The current leaders of the emerging big data fabric market, according to Forrester’s report, are established giants in the data integration business: Informatica, IBM (NYSE: IBM), and Oracle (NYSE: ORCL). The other big data fabric in the leaders sector is Talend (NASDAQ: TLND), which has built a solid big data reputation on the back of open source ETL technology.
Companies that need to load data into Hadoop can do so with Talend’s ETL software, says Talend product marketing manager Ray Christopher. “But then you have more challenges around managing it and using it, and that’s where you need more mature capabilities like data governance,” he says.
“Or you might be moving from batch to real-time, or you might do machine learning or self-service,” he continues. “That, in a nutshell, is what the fabric does. It allows you to solve all your integration needs. It’s laser focused on helping you address the big challenges encountered in integrating big data in the cloud.”
Talend actually has a product called Talend Data Fabric that’s a superset of all of the software company’s capabilities, Christopher says. This product, which Talend updated last week with its Winter ’17 release, includes capabilities in the areas of data access, data cleansing and preparation, and data stewardship and governance, in addition to the core ETL.
Filling In Data Swamps
In some ways, the data fabric concept is a direct result of the poor results that many organizations have had with data lakes, most of which probably run on Hadoop, but may be running on other platforms, such as object storage systems.
The original data lake concept—where raw data is written into HDFS and processed or transformed only when it’s needed, or schema-on-read–is prone to result in a data swamp. Industry analysts at Gartner recently predicted that “Through 2018, 90 percent of deployed data lakes will become useless as they are overwhelmed with information assets captured for uncertain use cases.”
“Everyone is building data lakes,” Talend’s Christopher says. “We talk to prospects, and they say ‘I’m building a data lake. I went and bought a Hadoop distro, and my project is about to fail. The challenge is these vast data stores aren’t trustworthy. There are data quality issues. There’s lax governance, and security and privacy issues. And it just lacks that ubiquity. Oftentimes, the people who put the data in there are the only people who use it.”

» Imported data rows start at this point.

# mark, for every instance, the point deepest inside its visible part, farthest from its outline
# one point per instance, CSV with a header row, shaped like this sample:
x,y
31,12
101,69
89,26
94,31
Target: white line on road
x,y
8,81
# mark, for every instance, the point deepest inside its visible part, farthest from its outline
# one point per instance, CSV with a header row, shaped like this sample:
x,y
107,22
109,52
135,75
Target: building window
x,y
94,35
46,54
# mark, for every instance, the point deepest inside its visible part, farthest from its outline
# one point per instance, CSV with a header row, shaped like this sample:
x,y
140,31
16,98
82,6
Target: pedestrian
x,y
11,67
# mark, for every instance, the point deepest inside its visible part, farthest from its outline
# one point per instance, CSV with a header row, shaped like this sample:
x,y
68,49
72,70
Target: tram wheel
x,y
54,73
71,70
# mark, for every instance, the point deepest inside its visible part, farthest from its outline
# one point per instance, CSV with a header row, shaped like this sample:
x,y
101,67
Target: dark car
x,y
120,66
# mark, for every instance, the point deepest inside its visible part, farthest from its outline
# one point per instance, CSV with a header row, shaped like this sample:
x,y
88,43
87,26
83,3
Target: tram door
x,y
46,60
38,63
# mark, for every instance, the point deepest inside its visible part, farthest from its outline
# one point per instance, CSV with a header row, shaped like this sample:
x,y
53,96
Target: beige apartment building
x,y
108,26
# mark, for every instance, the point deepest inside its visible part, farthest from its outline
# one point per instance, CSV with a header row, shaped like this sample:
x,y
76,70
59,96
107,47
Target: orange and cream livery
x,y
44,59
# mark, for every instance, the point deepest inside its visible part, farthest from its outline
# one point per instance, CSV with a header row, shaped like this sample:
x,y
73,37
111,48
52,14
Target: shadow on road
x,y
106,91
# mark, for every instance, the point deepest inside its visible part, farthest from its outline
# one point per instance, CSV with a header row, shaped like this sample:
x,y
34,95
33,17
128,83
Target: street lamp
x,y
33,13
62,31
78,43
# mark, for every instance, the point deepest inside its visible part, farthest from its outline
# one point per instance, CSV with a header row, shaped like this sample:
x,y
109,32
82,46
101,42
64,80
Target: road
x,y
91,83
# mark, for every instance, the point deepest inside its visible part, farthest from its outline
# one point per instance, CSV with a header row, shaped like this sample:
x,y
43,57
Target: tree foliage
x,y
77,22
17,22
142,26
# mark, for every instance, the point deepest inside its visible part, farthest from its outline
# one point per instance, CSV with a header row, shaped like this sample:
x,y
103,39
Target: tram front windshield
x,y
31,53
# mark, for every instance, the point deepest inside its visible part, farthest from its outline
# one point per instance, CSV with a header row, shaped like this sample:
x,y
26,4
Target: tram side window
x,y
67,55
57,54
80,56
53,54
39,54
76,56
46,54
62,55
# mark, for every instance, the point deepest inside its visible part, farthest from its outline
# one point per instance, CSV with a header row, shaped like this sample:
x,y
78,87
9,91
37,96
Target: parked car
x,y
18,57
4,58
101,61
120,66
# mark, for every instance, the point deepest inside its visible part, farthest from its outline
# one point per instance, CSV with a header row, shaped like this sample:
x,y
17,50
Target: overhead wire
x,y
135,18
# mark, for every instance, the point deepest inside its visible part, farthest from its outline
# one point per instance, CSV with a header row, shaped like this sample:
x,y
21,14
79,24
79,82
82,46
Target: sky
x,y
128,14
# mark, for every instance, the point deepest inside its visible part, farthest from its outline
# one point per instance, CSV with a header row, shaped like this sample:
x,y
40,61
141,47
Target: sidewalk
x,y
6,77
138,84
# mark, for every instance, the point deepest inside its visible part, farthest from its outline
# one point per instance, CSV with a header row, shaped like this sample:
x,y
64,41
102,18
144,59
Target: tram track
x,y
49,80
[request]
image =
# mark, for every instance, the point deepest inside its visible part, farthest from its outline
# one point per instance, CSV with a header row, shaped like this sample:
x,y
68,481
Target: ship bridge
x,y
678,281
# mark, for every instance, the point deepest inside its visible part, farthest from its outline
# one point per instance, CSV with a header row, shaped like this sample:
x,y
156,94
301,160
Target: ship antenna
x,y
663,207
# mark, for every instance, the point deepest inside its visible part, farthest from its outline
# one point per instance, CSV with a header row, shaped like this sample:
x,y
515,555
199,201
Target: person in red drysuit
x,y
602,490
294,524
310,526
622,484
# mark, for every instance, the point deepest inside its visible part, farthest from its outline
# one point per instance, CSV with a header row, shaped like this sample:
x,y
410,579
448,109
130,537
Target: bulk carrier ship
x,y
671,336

Big data fabrics could be the savior of the data lake concept, as they unite various data repositories and provides common ways for users to access data processing tools. Nobody wants the IT department to be the driving force setting the requirements in big data projects. Getting buy-in from users in the departments that will actually be working with the data and the tools is critical. This is another reason why the big data fabric concept has legs: it’s more inclusive.

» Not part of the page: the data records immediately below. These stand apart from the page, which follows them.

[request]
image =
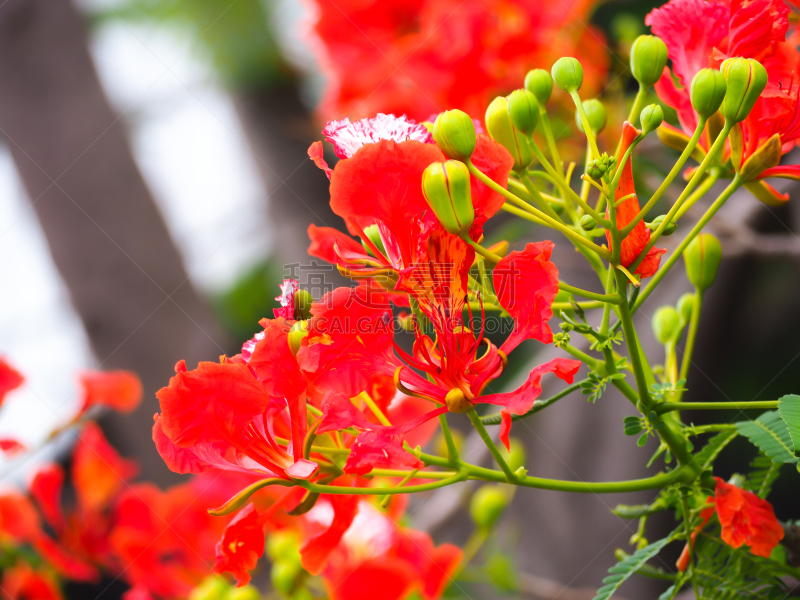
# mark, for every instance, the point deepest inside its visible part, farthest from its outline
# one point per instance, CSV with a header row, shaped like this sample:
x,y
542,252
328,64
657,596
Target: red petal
x,y
98,471
316,154
691,29
383,181
241,546
325,240
213,403
526,284
18,518
349,342
46,491
119,390
521,400
314,553
10,379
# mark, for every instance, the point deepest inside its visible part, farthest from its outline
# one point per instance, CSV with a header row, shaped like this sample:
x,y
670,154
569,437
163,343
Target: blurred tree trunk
x,y
105,233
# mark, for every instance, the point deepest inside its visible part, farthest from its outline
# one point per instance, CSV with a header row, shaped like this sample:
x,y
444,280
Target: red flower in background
x,y
746,520
701,34
423,56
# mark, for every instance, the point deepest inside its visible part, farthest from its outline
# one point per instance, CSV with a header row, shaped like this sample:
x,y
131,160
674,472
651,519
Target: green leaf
x,y
706,457
770,435
621,572
789,409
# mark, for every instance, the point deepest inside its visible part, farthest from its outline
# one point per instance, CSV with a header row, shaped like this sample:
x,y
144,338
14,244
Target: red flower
x,y
241,546
701,34
378,181
224,415
746,520
118,390
10,379
637,239
378,558
419,57
22,582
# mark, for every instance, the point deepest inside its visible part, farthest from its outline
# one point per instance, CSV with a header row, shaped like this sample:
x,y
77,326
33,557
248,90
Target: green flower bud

Today, there is a greater need to work with data than ever before. That core requirement is not changing. But the tools that we use to make sense of data are changing quickly. Hadoop and Spark will play important roles in future big data projects, as the storage and processing engines, respectively. But surrounding these key players will be an ensemble cast of tools and technologies needed to ensure that the data itself is treated in a consistent manner. The data fabric concept appears to be one way of delivering the tools that enable insights to be mined from data, consistently, securely, and in a governed and self-service manner.